Так поговорив с хозяином, гости откланялись и, вскочив на коней, уехали. Однако хватит пустословить.
Настала третья седмица со смерти Пинъэр. Панихиду под удары в барабан и цимбалы служили прибывшие из загородного монастыря Вечного блаженства игумен отец Даоцзянь и шестнадцать высших монахов в расшитых облаками парчовых рясах и буддийских шапочках. Утром они окропили помещение и совершили омовение священного изображения Будды, а в полдень призывали из подземных темниц душу усопшей, служили панихиду Лянского правителя [8], читали «Павлинью сутру» [9], словом, исполнили все как полагается.
Под вечер прибыла сватья Цяо. Она и жены приказчиков провели ночь вместе с Юэнян и остальными хозяйками.
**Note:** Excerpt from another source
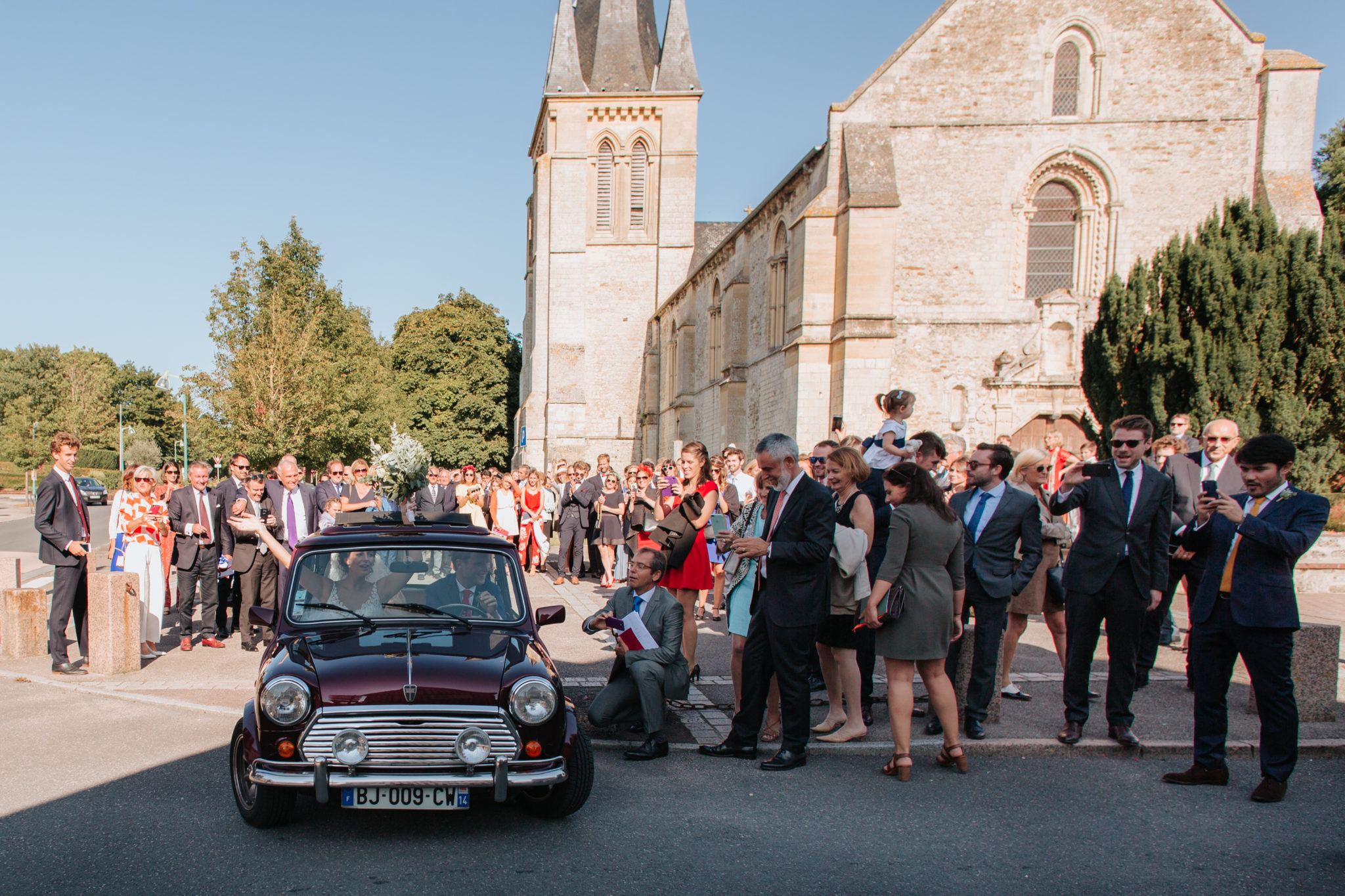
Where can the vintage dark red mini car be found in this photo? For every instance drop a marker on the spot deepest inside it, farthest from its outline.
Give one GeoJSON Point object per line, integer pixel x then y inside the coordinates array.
{"type": "Point", "coordinates": [407, 672]}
Перед гробом для них выступали кукольники. Отгороженные экранами, в восточном конце крытой галереи тем временем трапезничали Симэнь, Ин Боцзюэ, шурин У Старший и сюцай Вэнь.
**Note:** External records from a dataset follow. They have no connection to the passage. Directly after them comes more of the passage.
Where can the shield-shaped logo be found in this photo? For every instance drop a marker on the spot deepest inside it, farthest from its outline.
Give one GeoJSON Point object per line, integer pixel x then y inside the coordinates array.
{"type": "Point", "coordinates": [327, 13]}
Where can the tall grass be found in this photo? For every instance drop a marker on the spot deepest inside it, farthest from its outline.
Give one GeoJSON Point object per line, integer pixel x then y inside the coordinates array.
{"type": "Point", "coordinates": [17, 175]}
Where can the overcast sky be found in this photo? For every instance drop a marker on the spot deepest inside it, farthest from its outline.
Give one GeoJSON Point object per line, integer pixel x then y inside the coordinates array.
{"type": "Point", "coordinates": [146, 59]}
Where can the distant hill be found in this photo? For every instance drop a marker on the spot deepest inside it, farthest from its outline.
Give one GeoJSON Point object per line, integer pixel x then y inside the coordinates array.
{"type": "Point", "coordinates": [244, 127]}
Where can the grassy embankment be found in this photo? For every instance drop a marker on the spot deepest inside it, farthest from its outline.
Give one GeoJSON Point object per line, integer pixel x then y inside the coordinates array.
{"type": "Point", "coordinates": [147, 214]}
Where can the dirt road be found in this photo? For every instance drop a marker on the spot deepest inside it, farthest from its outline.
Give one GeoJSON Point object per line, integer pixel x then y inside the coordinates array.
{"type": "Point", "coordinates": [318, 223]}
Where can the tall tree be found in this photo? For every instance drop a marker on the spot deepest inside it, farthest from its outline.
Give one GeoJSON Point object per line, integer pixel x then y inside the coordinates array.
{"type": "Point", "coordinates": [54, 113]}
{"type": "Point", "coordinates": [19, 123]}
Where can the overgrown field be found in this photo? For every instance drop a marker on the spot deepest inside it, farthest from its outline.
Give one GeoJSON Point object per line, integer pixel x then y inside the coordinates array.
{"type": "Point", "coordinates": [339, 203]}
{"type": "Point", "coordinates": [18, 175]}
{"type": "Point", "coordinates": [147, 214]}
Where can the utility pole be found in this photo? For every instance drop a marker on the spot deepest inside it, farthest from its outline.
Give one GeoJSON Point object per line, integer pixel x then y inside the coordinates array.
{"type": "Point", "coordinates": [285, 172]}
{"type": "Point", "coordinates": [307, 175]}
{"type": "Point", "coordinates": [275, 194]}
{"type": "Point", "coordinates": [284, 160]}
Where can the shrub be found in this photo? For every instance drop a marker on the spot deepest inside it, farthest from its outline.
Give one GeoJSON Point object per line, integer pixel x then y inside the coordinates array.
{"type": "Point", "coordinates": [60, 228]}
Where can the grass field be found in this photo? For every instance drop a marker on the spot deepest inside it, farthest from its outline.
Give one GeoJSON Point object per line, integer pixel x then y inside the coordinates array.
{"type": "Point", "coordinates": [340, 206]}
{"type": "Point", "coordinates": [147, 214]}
Восьмого дня в десятой луне вышла четвертая седмица, и из расположенного за западными городскими воротами ламаистского монастыря Драгоценных даров были приглашены шестнадцать монахов во главе с ламою Чжао. Они читали ламаистское писание, совершали ритуальную пляску перед алтарем с божествами, сыпали рис и, куря благовония, творили молитвы. Во время трапезы им подавали коровье молоко, чай и сыр. На стенах висели картины, на которых были изображены превращения девяти устрашающе отвратительных небесных демонов. Увешанные бахромою и жемчугами, с черепами на груди, они жадно пожирали младенцев. Меж ног у них торчали зажатые оборотни. Змеи и драконы обвивали их, словно пояса. Были тут и восьмирукие о четырех головах, и метавшие копья с алебардами. Рыжеволосые и синелицые, они кровожадностью и одним видом своим наводили ужас беспримерный.
После постной полуденной трапезы подали мясные блюда и вино. Симэня в тот день не было дома. Они с геомантом Сюем уехали на загородное кладбище, чтобы определить место погребения. Воротился хозяин после обеда. Под вечер отпустили ламаистских монахов.
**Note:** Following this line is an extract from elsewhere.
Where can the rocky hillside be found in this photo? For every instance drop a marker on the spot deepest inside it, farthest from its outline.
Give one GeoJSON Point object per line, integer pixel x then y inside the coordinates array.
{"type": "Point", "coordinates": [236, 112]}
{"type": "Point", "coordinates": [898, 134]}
На другой день рис, вино, закуски и все необходимое было отправлено в загородное поместье. Там приказчикам поручили соорудить пять временных навесов и кухню, а рядом с кладбищем, близ могилы, возвести большой навес размером в три комнаты, куда пригласили соседей. После обильного угощения вином и мясными блюдами соседи возвращались домой с подарками за плечами или на голове, но говорить об этом подробно нет надобности.
Утром одиннадцатого прибыли певцы. На прощание с усопшей они исполнили под удары в барабан и цимбалы сцены из пьес: «Пять демонов мешают судье» [10], «Демоны заморочили голову Небесному наставнику Чжану» [11], «Чжун Куй тягается с бесененком» [12], «Лао-цзы проходит через заставу Хань» [13], «Шесть разбойников мешают Майтрее» [14], «Слива в снегу», «Чжуан Чжоу снится бабочка» [15], «Небесный царь ниспосылает на землю наводнение, пожары и ураганы» [16], «Дунбинь летучим мечом рассекает Желтого дракона» [17]и «Чжао Тай-цзу за тысячу ли провожает супругу» [18]. Жены Симэня и гостьи смотрели представление из-за ширм. Когда актеры удалились, они приблизились к гробу Пинъэр. Родственницы и близкие усопшей с поклонами сожгли жертвенные предметы, и помещение огласилось громкими рыданиями.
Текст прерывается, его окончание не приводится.